Surat untuk Mufti Saudi terkait Dukungan Blokade Qatar Beredar


Boikot Arab Saudi cs terhadap Qatar melahirkan beberapa masalah yang cukup pelik. Salah satunya, fatwa dari Mufti Arab Saudi, Syeikh Abdul Aziz bin Abdullah Al-Sheikh.

Sebelumnya, dalam fatwa itu dinyatakan bahwa keputusan yang diambil oleh Kerajaan Saudi melawan Qatar dianggap bermanfaat bagi umat Islam dan warga Qatar.

Rupanya, pasca keluarnya fatwa itu,  Mufti Agung Qatar, Syeikh Anwar Albadawi mengirim surat kepada Mufti Agung Arab Saudi, Syeikh Abdul Aziz bin Abdullah Al-Sheikh.

Dalam satu suratnya, yang dikirim saat bulan Ramadhan lalu, Syeikh Anwar El-Badawi,  menanyakan, alasan-alasan membolehkan memboikot saudaranya sendiri, sesama Muslim.

Dalam surat berjudul رسالة إلى سماحة مفتي السعودية (Pesan untuk Grand Mufti Arab Saudi), yang dimuat di laman berbahasa Arab, huffpostarabi, El-Badawi menambahkan bahwa blokade Saudi cs dianggap tidak mewakili citra nyata sebuah negara Muslim atau individu Muslim, yang seharusnya saling menolong dan berkasih sayang.

Syeikh Anwar El-Badawi bahkan meminta seharusnya semua Bangsa Muslim untuk bekerja sama menyelesaikan konflik antara Qatar dan Negara-negara Teluk lainnya.

Inilah petikan suratnya;

رسالة إلى سماحة مفتي السعودية (Pesan untuk Grand Mufti Arab Saudi)

“Wahai Mufti yang terhormat, engkau berfatwa bahwa apa yang dilakukan Saudi terhadap Qatar berupa boikot dan blokade adalah untuk kebaikan masyarakatnya.

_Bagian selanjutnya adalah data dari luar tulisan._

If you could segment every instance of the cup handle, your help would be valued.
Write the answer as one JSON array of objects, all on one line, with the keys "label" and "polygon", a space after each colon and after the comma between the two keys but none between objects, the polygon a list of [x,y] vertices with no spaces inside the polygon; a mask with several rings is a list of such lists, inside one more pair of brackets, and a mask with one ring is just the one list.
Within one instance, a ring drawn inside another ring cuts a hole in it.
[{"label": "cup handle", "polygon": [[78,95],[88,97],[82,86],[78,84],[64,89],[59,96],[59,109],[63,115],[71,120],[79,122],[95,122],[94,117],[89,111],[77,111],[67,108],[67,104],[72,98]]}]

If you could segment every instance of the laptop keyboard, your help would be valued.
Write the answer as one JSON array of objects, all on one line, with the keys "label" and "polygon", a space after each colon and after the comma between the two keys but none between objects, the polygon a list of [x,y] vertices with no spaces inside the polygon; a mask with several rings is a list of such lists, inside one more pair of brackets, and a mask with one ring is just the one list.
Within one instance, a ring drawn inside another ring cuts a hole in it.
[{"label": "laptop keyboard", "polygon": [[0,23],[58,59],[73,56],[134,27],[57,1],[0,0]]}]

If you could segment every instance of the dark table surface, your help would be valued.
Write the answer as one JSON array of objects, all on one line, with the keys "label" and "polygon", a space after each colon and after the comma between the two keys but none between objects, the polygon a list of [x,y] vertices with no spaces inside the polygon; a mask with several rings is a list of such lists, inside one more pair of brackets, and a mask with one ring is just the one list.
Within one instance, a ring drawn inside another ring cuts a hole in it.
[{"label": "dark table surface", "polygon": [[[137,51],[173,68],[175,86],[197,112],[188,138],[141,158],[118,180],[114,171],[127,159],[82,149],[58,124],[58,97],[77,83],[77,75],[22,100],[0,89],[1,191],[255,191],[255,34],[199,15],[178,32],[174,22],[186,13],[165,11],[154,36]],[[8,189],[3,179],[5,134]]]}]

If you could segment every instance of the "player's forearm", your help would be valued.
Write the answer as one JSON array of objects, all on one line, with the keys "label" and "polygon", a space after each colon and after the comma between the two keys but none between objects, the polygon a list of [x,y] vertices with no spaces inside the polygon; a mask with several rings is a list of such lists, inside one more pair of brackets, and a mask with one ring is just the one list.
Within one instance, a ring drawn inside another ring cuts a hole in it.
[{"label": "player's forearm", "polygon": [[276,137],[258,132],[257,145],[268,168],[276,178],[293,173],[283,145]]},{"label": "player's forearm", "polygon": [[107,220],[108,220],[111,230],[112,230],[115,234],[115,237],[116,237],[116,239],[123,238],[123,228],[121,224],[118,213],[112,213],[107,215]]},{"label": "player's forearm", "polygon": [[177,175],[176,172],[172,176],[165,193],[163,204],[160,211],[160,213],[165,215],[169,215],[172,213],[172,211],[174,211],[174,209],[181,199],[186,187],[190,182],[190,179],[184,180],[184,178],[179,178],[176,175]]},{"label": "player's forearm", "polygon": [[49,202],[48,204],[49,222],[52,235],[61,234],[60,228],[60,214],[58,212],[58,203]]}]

Di akhir fatwa engkau menyeru untuk berpegang teguh pada Kitabullah  dan Sunnah Rasulullah shallallahu ‘alaihi wasallam. Namun adakah kita temukan dalam Kitabullah  dan Sunnah rasul-Nya bahwa blokade dan pemboikotan saudara Muslim kepada sesamanya; darat, udara, laut, merupakan maslahat baginya?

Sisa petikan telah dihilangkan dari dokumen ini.